- Poster
- Directed by: Javier Augusto Nunez
- Written by: Qurrat Ann Kadwani; Javier Augusto Nunez;
- Produced by: Christopher Holloway; Qurrat Ann Kadwani; Javier Augusto Nunez;
- Starring: Qurrat Ann Kadwani; William H. Bryant Jr.; Joanna DeLane; Shaw Jones;
- Cinematography: Ray Gallardo
- Edited by: Javier Augusto Nunez
- Music by: Lynn Neumann
- Production company: Infrastructure Productions
- Distributed by: ShortsTV
- Release date: June 1, 2018;
- Running time: 16 minutes
- Country: United States
- Language: English

= The Fifth of November =

2018 film by Javier Augusto Nunez

The Fifth of November is a 2018 psychological thriller short film directed by Javier Augusto Nunez and written by Nunez and Qurrat Ann Kadwani.
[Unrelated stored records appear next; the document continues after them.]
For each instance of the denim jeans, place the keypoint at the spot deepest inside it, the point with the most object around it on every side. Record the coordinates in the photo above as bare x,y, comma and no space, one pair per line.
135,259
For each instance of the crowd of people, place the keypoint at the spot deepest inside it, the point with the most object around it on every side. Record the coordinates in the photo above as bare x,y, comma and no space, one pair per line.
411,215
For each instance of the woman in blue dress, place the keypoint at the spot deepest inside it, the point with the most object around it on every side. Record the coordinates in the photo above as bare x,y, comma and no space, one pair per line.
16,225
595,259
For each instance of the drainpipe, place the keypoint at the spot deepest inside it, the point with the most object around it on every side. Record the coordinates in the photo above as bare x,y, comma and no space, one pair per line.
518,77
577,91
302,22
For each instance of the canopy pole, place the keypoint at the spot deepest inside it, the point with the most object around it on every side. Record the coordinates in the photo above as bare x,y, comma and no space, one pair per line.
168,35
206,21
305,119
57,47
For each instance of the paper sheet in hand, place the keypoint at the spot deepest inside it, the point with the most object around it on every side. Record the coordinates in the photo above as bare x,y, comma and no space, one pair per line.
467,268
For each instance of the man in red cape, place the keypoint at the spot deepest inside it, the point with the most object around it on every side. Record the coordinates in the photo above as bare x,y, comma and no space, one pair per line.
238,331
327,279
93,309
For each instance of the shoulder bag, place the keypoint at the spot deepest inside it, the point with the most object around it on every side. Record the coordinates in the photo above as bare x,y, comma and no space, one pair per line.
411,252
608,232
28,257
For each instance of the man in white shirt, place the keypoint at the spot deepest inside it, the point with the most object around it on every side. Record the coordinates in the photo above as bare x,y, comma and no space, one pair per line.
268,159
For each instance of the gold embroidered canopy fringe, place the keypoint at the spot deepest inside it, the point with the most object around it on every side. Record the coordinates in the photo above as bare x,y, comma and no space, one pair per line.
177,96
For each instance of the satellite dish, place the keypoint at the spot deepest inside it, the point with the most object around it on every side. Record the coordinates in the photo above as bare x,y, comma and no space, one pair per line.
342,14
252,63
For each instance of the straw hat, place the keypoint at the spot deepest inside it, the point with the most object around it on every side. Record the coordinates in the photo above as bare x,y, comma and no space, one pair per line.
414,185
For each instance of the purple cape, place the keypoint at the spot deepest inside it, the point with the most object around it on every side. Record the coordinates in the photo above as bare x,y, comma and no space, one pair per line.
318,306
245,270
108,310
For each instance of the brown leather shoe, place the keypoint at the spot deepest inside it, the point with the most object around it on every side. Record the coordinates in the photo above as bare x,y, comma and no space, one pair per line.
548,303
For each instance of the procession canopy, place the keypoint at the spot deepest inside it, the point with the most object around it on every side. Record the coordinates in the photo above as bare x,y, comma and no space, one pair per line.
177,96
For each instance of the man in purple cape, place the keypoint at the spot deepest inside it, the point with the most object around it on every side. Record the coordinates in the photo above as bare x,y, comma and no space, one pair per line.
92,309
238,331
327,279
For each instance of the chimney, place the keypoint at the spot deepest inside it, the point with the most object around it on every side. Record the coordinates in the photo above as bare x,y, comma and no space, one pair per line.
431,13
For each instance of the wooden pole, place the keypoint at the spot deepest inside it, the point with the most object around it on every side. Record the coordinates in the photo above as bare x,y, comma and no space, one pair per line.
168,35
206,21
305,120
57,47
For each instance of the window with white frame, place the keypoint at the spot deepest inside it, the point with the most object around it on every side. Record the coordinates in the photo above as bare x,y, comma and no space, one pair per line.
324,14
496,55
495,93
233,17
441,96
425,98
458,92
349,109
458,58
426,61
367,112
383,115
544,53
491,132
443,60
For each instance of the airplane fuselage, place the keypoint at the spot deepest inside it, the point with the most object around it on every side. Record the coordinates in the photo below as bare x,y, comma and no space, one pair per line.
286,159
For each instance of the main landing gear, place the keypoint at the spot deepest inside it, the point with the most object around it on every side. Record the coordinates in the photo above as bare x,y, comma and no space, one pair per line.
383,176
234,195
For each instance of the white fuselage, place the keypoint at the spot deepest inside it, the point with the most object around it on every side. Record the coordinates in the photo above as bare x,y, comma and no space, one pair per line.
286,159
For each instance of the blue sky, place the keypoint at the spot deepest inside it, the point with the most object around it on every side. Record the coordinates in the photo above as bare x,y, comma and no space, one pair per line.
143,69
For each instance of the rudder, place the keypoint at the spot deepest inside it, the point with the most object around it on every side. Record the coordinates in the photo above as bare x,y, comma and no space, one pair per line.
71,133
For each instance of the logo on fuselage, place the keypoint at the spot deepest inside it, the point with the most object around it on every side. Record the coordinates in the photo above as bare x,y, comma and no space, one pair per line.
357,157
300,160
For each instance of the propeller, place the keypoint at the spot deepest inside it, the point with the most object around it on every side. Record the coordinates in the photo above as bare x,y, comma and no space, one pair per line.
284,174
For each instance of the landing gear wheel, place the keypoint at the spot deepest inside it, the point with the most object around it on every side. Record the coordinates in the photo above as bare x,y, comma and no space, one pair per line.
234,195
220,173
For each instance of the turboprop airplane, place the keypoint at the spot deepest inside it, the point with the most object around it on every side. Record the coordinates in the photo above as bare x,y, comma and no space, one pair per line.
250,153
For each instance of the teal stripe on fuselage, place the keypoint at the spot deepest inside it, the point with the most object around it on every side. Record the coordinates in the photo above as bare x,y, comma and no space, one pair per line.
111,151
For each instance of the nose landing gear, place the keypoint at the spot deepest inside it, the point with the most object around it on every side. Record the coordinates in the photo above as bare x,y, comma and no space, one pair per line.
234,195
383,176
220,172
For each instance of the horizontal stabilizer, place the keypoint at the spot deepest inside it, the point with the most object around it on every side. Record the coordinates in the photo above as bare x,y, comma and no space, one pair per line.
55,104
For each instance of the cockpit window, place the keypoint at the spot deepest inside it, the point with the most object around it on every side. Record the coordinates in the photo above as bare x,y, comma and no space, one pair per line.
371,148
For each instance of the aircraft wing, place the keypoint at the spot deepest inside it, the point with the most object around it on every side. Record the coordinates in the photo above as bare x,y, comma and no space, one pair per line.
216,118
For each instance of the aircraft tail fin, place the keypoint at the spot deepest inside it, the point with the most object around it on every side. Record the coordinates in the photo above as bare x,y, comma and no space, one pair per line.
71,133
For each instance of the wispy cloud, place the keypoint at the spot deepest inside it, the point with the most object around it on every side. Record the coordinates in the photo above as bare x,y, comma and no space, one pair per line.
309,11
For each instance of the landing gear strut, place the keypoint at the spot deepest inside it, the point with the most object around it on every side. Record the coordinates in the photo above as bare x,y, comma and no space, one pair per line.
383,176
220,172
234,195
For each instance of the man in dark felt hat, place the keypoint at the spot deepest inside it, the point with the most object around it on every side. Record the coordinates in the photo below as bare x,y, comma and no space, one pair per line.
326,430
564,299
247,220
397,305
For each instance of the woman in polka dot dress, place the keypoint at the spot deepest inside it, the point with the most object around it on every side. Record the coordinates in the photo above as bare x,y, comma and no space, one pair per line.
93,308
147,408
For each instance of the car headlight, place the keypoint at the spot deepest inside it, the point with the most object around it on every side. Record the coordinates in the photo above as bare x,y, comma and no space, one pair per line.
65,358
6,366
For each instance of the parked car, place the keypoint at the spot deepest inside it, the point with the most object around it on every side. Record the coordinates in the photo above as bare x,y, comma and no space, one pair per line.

The film stars Kadwani, William H. Bryant Jr., Joanna DeLane and Shaw Jones.

== Cast ==
- Qurrat Ann Kadwani as Jane Evans
- William H. Bryant Jr. as Zachary Williams
- Joanna DeLane as Alejandra Guerrero
- Shaw Jones as Owen Smith

== Production ==

The Fifth of November was created in San Diego. Actress Qurrat Ann Kadwani starred in and produced the film.

== Release ==

The film screened at the San Diego International Film Festival, NYC International Reel Film Festival and NewFilmmakers NY. The film was distributed by ShortsTV.

== Reception ==
Horrornews.net claims that "the filmmakers did a commendable job giving us a horror film based on real-world events and treated the subject matter with respect. Jeremie Sabourin of Cinema Smack scored it 4 out of 5 stars and said that while it "isn't quite an enjoyable view given its subject matter, it's a thought-provoking piece of cinema that's certainly worthy of discussion." Olivia York at Agnès Films called it "stunning [...] and does not sugarcoat the effects" of mass shootings. Rebecca Cherry at Film Carnage rated it 4 out of 5 stars claiming "it's a poignant satire that has an important message." In a review at Asian Movie Pulse, Adam Symchuk says that "although the short film may have some valid points, the way the subject matter is presented negates social message." Movie Deputy rated it 1 out of 10 calling it "a vile and disgusting presentation." Richard Propes of The Independent Critic says it is "an engaging, memorable film with a strong central performance by Kadwani." She won two awards for Best Actress.